CHINA'S exports fell at the fastest pace in more than a decade in January, and imports continued to plummet in further signs of faltering global and domestic demand.

Exports dipped 17.5 percent year on year to US$90.45 billion for the month, following a 2.8 percent decline in December and a 2.2 percent decrease in November, the General Administration of Customs said yesterday. The decrease was the biggest in percentage terms since October 1998.

The country's imports plunged last month by 43.1 percent to US$51.34 billion, led by declining prices of commodities, after a drop of 21.3 percent in December.

China's trade surplus expanded 102 percent to US$39.1 billion.

Experts cautioned that the export figures were affected by fewer work days as a result of the week-long Spring Festival. The holiday fell in February last year.

"The early Lunar New Year troubled the January trade data for China as well as many other Asian economies. January-February data need to be taken together for a better gauge of the true extent of the deterioration," said Citigroup economist Ken Peng.

The country's foreign trade volume with Europe dropped 18.7 percent to US$27.93 billion during the month, followed by a US$22.25 billion decrease between China and the United States, down 15.2 percent.

"The sliding demand in overseas markets led to the weak exports, said Wang Jianhui, an analyst at Southwest Securities Co. "The demand in the United States for durable consumer goods and fast-moving consumer goods dropped sharply, which greatly dampened China's exports. The situation may be severe through the first half of the year."

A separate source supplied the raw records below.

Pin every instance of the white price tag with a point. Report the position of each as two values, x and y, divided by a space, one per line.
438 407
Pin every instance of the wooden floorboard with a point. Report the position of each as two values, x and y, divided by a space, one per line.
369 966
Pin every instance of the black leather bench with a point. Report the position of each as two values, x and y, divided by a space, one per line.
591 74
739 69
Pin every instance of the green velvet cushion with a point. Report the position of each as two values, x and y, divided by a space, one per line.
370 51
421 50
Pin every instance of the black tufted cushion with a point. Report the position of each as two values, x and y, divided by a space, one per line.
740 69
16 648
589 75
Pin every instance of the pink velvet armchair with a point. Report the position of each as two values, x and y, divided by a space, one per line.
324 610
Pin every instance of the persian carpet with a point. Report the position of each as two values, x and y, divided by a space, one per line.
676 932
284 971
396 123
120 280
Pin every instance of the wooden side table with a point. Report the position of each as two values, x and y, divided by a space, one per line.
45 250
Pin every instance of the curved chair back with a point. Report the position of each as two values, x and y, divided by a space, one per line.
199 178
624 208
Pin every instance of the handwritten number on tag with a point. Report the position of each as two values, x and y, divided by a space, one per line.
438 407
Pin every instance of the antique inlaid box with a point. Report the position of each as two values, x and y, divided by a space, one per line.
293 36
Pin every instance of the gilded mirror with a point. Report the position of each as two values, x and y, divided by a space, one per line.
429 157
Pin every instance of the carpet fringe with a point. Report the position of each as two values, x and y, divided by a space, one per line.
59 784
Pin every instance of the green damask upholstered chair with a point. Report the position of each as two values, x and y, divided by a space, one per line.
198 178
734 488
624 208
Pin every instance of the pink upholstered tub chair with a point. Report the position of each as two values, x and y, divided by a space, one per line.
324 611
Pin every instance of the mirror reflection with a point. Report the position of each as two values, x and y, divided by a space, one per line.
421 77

Exports of some products supported by tax incentives grew in the period, including a 5.7 percent rise for garments, 10.6 percent for shoes and 8.3 percent for bags. Earlier this month, China raised the export tax rebate for textiles and garments to 15 percent from 14 percent following two increases last year.

Analysts attributed the declining imports to lower prices for oil and raw materials and ailing domestic demand.

"In coming months, China's import bill may continue to shrink as annual commodity contracts with Australia will be renegotiated around March," said Sherman Chan, an economist at Moody's "Prices are expected to decline considerably, reflecting the significant fall in global prices over the past few months."

The government is trying to reduce reliance on exports, announcing a 4-trillion-yuan (US$585 billion) stimulus package in November that is aimed at boosting domestic consumption.

In a statement on Tuesday, the country's Cabinet further stressed the need to create jobs during the financial crisis.

Export firms employ tens of millions of rural migrants. With many factories in export-driven southern China closed, about 20 million workers - 15 percent of the nation's migrant labor pool - have lost their jobs.